Credit Suisse is guilty
Washington: European bank Credit Suisse AG pleaded guilty on Monday to helping wealthy Americans avoid paying taxes through secret offshore accounts and agreed to pay about $2.6 billion.
The US justice department said that it was the largest penalty imposed in any criminal tax case. Credit Suisee is the largest bank to plead guilty in more than 20 years.
The settlement resolves a years-long criminal investigation into allegations that Credit Suisse, Switzerland’s second-largest bank, recruited US clients to open Swiss accounts, helped them conceal the accounts from the Internal Revenue Service, the US tax collection agency and enabled misconduct by bank employees.
The case is part of the Obama administration’s crackdown on foreign banks believed to be helping US taxpayers hide assets.
Officials said that a criminal charge was necessary to account for the bank’s pattern of misconduct, which included a lack of cooperation and document destruction.
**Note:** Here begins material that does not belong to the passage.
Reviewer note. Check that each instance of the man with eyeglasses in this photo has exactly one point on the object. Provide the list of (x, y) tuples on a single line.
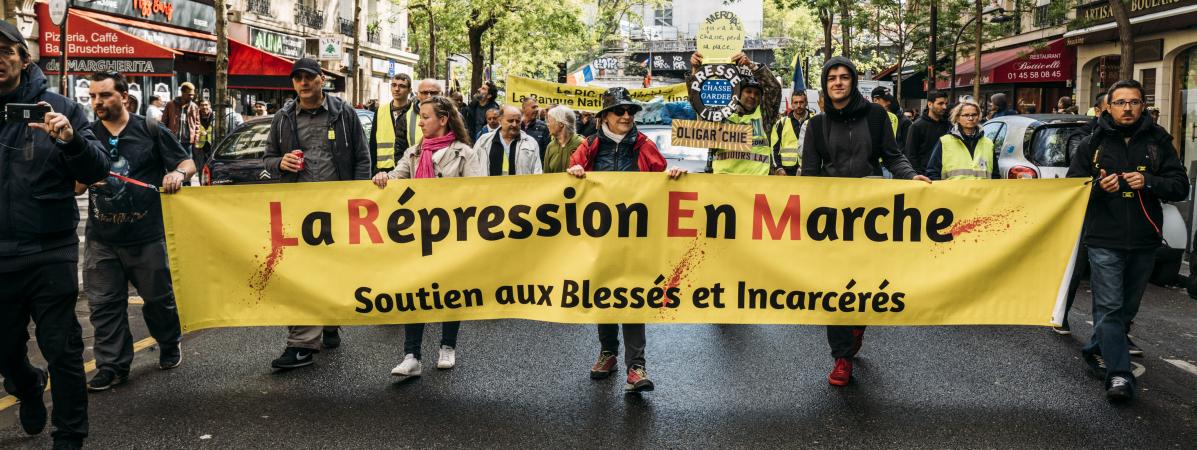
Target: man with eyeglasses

But the deal was structured in such a way as to allow the bank to continue operating.
The penalties will be paid to the justice department, the US Federal Reserve and the New York State Department of Financial Services.
US Attorney General Eric Holder, criticized last year, after telling US Congress that large banks had become hard to prosecute, appeared to foreshadow the guilty plea in a video message earlier this month in which he said no financial institution was “too big to jail.”
“A company’s profitability or market share can never and will never be used as a shield from prosecution or penalty,” Mr Holder told a news conference.
“And this action should put that misguided notion definitively to rest.”
As part of its plea agreement, Credit Suisse acknowledged that it helped clients use sham entities to hide undeclared accounts; destroyed bank records and concealed transactions involving undeclared accounts.
The case was filed in federal court in suburban Alexandria, Virginia, where eight former Credit Suisse employees have been charged. Two have pleaded guilty.
Credit Suisse chief executive Brady Dougan, who has said previously that senior executives at the bank were not aware that some bankers were helping US customers evade taxes, said in a statement on Monday that the bank regrets its past “misconduct” and was looking to resolve the matter and move forward.
The bank has said it stopped providing private banking services outside the US to Americans several years ago.
The criminal case follows a Senate subcommittee investigation that found the bank provided accounts in Switzerland for more than 22,000 US clients totaling $10 billion to $12 billion.